Kimberly Izar, DMSB’16, is but one of the vocal critics of the International Symbol of Access, as it’s formally known. “People with disabilities are active and engaged members of the community,” she says, noting that one of her close family members lives with a mental disability and yet excels as an employee of a restaurant in Rockland County, New York. “They are not robotic.”
In January, Izar set out to bolster support for disability rights and started working at Triangle, a Greater Boston-based nonprofit dedicated to empowering people with disabilities. As one of the nonprofit’s three co-op employees, Izar planned events, penned press releases, and designed marketing brochures.
In February, Izar was tasked with planning a pop-up installation at a studio in New York’s Lower East Side. The exhibit’s main attraction was a redesigned version of the wheelchair symbol, a more active and engaging image set for permanent display at the Museum of Modern Art.
“I had to put the event together in two weeks,” recalls Izar, a fourth-year business major with a marketing concentration. “It took a lot of work, but I learned all about the icon and the history of the project.”
The project’s history dates back to 2009, when a Cambridge, Massachusetts-based artist and an assistant professor of philosophy at Gordon College started a guerilla street art project to spark a conversation, to make an artistic statement vis-à-vis the wheelchair symbol’s depiction of disabled people. By 2011, the duo had started placing hundreds of transparent stickers of their version of the icon over the old symbol on signage in their neighborhoods—and the statement started to morph into a global grassroots movement.
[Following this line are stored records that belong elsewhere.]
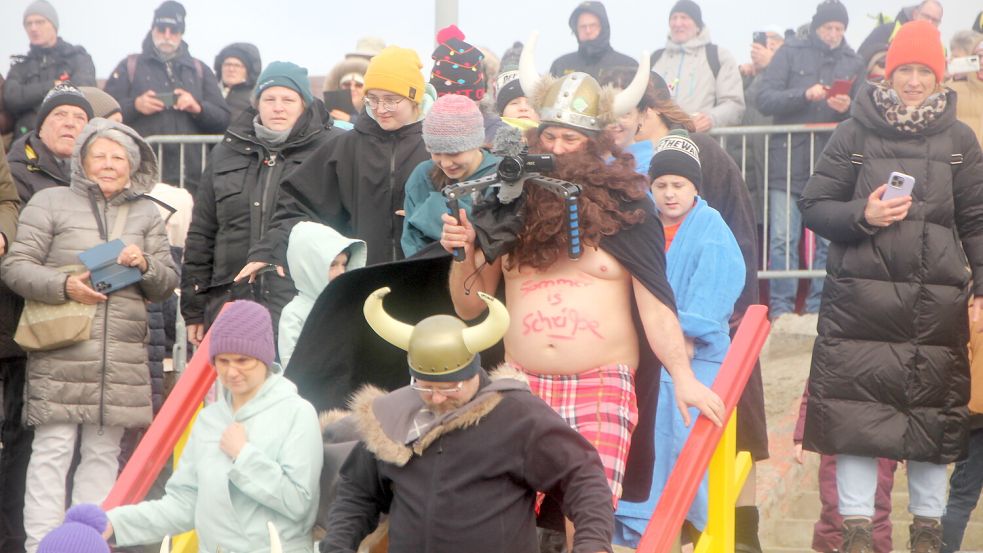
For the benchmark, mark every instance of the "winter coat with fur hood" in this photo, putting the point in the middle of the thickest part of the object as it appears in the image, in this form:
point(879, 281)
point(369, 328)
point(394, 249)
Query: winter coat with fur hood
point(890, 375)
point(105, 379)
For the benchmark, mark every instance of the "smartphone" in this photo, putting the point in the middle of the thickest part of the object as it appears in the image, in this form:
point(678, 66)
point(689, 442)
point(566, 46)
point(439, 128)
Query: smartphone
point(340, 100)
point(898, 185)
point(965, 64)
point(167, 98)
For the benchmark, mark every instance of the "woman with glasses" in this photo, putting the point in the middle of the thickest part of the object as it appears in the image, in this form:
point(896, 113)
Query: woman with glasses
point(355, 183)
point(236, 200)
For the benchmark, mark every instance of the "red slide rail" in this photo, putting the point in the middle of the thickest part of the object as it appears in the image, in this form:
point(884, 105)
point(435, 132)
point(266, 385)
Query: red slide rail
point(663, 527)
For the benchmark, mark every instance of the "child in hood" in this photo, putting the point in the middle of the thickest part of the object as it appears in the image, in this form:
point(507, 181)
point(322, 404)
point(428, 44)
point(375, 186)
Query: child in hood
point(316, 254)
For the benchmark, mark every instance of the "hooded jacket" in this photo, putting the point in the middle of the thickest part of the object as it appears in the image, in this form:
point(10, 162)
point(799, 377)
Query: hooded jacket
point(233, 210)
point(694, 87)
point(103, 380)
point(594, 57)
point(310, 252)
point(229, 502)
point(890, 376)
point(33, 75)
point(469, 483)
point(152, 72)
point(796, 66)
point(239, 97)
point(354, 184)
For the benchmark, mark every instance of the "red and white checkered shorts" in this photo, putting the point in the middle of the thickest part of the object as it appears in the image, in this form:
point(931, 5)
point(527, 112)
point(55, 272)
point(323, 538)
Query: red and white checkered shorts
point(599, 404)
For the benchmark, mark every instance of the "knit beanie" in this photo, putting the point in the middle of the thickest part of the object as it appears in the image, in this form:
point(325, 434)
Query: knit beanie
point(457, 66)
point(170, 14)
point(80, 533)
point(245, 328)
point(453, 125)
point(44, 9)
point(396, 70)
point(63, 94)
point(916, 42)
point(285, 73)
point(690, 8)
point(103, 104)
point(829, 10)
point(677, 155)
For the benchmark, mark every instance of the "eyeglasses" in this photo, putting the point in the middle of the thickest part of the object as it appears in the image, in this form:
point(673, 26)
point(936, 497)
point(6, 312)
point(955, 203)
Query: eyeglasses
point(383, 104)
point(430, 390)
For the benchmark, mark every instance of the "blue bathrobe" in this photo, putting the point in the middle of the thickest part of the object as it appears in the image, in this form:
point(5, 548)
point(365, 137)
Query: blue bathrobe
point(706, 271)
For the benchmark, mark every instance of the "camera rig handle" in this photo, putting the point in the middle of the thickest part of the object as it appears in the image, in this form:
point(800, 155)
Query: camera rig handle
point(569, 191)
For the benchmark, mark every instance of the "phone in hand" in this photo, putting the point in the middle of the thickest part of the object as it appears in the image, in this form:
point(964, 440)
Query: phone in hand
point(898, 185)
point(166, 97)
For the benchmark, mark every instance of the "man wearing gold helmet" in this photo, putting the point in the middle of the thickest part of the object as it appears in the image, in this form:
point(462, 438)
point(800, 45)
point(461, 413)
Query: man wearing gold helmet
point(456, 457)
point(573, 332)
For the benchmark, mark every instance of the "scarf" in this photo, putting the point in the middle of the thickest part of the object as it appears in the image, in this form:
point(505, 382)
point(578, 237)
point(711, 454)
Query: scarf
point(906, 119)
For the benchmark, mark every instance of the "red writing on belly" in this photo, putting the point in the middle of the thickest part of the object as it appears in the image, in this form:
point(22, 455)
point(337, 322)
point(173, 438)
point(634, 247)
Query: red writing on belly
point(564, 326)
point(533, 285)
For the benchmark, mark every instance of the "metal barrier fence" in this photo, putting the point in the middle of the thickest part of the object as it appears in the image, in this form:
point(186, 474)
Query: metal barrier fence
point(750, 146)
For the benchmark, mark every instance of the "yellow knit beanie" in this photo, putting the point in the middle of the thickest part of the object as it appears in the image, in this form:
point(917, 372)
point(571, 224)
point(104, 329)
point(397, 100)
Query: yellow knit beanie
point(396, 70)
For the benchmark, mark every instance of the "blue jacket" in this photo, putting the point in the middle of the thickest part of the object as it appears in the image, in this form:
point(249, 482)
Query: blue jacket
point(275, 478)
point(424, 204)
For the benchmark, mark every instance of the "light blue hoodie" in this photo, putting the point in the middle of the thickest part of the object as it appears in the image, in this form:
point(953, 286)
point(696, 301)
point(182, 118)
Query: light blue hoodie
point(311, 249)
point(274, 479)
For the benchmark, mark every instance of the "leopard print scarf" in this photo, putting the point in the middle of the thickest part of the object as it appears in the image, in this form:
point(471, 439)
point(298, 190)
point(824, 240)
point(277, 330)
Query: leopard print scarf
point(910, 120)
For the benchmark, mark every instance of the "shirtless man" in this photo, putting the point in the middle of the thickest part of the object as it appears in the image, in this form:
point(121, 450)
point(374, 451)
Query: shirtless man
point(571, 321)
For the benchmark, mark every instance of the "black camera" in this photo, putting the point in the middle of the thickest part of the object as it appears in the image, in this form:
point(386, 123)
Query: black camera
point(513, 168)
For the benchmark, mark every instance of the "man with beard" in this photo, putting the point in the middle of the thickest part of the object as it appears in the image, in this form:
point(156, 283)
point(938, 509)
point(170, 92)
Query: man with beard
point(573, 333)
point(163, 90)
point(456, 457)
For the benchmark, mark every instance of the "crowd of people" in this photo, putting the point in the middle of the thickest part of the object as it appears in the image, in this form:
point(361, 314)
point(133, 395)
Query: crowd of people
point(607, 294)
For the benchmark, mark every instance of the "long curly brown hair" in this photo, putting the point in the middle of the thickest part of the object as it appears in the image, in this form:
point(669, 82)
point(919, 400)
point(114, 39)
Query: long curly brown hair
point(606, 184)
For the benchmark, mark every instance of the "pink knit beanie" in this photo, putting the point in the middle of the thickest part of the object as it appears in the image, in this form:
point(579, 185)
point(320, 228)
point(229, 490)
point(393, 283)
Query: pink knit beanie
point(453, 125)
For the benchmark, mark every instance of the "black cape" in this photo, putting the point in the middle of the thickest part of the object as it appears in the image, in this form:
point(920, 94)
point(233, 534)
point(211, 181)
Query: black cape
point(337, 352)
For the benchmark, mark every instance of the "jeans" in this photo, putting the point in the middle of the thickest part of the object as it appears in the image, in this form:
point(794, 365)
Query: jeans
point(783, 238)
point(856, 484)
point(964, 493)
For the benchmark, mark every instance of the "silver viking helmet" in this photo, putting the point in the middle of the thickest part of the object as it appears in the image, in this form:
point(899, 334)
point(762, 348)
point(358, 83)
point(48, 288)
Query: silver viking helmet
point(439, 348)
point(577, 100)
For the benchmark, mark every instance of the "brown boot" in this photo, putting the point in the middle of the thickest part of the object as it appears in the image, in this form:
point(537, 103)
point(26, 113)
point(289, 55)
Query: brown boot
point(926, 535)
point(857, 536)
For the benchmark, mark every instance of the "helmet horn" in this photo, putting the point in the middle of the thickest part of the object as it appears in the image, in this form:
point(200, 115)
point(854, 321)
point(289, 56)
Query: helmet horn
point(528, 76)
point(388, 328)
point(483, 336)
point(632, 94)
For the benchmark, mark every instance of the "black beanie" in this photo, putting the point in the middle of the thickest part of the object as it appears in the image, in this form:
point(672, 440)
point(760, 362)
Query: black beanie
point(677, 155)
point(63, 94)
point(690, 8)
point(829, 10)
point(170, 14)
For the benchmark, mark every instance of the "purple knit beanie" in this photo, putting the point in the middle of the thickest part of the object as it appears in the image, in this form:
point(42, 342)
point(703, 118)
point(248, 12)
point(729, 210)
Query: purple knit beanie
point(245, 328)
point(81, 532)
point(453, 125)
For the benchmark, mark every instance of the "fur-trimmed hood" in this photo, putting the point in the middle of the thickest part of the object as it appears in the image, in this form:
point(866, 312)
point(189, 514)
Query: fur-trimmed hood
point(383, 420)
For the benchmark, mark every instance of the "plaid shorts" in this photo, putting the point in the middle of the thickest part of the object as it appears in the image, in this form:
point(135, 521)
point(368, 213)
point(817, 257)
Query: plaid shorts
point(600, 405)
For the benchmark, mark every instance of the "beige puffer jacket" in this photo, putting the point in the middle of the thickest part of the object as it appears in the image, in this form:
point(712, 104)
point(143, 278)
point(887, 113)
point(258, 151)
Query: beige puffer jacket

Today, the so-called Accessible Icon Project falls within the purview of Triangle, which has released the new symbol into the public domain. And though she had only been a co-op employee, Izar’s vast knowledge of the revamped icon—which looks like a person in the throes of the Boston Marathon’s wheelchair race—earned her the title of the Accessible Icon’s project coordinator.
Izar held the title from March to June, when her co-op ended. During that span, New York Gov. Andrew M. Cuomo made the accessible icon the legal standard in New York State; MOMA made the icon part of its permanent collection; and Jon Stewart, the host of The Daily Show, made a joke about the new symbol on Twitter.
On a local scale, Cambridge City Hall and the Boston Medical Center have adopted the icon. The Worcester Polytechnic Institute, UMass-Amherst, and Bentley University have also started using the new symbol while Northeastern, Izar says, has expressed interest in following suit. On a global scale, the icon has appeared in Italy, Korea, Australia, and even Malta.
“I’ve received so many photos, videos, and emails from people from around the world who want to show us where they have spotted the icon,” says Izar, who has remained part of Triangle’s team on a part-time basis. “Seeing how the project has grown globally has been pretty amazing.”
To her, the new icon is more than just a symbol—it’s a disability rights conversation starter. “The core mission of the project is not about spray painting lots and changing signs,” she explains. “It’s about having a conversation about equal rights and opportunities for people with disabilities.”